MANADO-Artisanal Gold Council (AGC) bekerjasama dengan Aliansi Masyarakat Adat Nusantara (AMAN), terus mengedukasi masyarakat lingkar tambang akan bahaya dan dampak kesehatan yang diakibatkan dari penggunaan merkuri di Pertambangan Emas Skala Kecil (PESK).
Hal tersebut terungkap dalam diskusi tentang Merkuri pada Pertambangan Emas Skala Kecil (PESK) di hotel Quality Manado, Rabu (23/1/2019).
Dalam diskusi yang diarahkan Rikson Karundeng dengan nara sumber Jull Takaliuang dari Suara Nurani Minaesaan serta instansi terkait pemerintahan, terangkat kembali akan bahaya penggunaan merkuri PT Newmont yang sudah memakan korban warga desa Buyat pada 2004 hingga 2012 silam.
“Bahaya merkuri ini sempat saya saksikan sendiri, dimana warga yang terkena dampak merkuri saya bawa langsung ke rumah sakit untuk mendapatkan perawatan. Bukan hanya orang dewasa saja, tapi juga anak-anak yang terkena dampaknya,” ungkap Jull Takaliuang.

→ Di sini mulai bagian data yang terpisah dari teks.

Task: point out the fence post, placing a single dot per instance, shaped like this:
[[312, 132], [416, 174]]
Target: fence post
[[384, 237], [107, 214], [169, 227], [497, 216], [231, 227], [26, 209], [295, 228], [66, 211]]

Dirinya pun berharap ada komisi khusus Analisis Dampak Lingkungan (Amdal) yang dibentuk dan dibiayai negara.
“Kalau dibiayai perusahan tambang, nanti hasilnya terkesan akan ditutupi karena mungkin telah diintervensi perusahan,” kata Jull.
Di sisi lain, Nadine Sulu dari Dewan AMAN mengatakan, bersama AGC dengan Program Emas Rakyat Sejahtera (PERS) mencoba mengedukasi masyarakat sekitar tambang seperti di Tatelu, Minahasa Utara dan Tobongon, Bolaang Mongondow Timur akan bahaya penggunaan merkuri.
“AGC mencoba menawarkan teknologi baru non merkuri dan ramah lingkungan untuk masyarakat pertambangan. Sementara AMAN lebih ke edukasi dengan menghadirkan rumah baca bagi masyatakat maupun anak terkait bahaya merkuri serta ekonomi kebersamaan dalam bentuk koperasi bersama,” kata Nadine.
Di akhir diskusi, Rikson Karundeng mengatakan, persoalan pertambangan yang berhubungan dengan kesejahteraan masyarakat adat akan terus menjadi perhatian serius, untuk dicarikan solusi lewat diskusi forum yang melibatkan pihak terkait.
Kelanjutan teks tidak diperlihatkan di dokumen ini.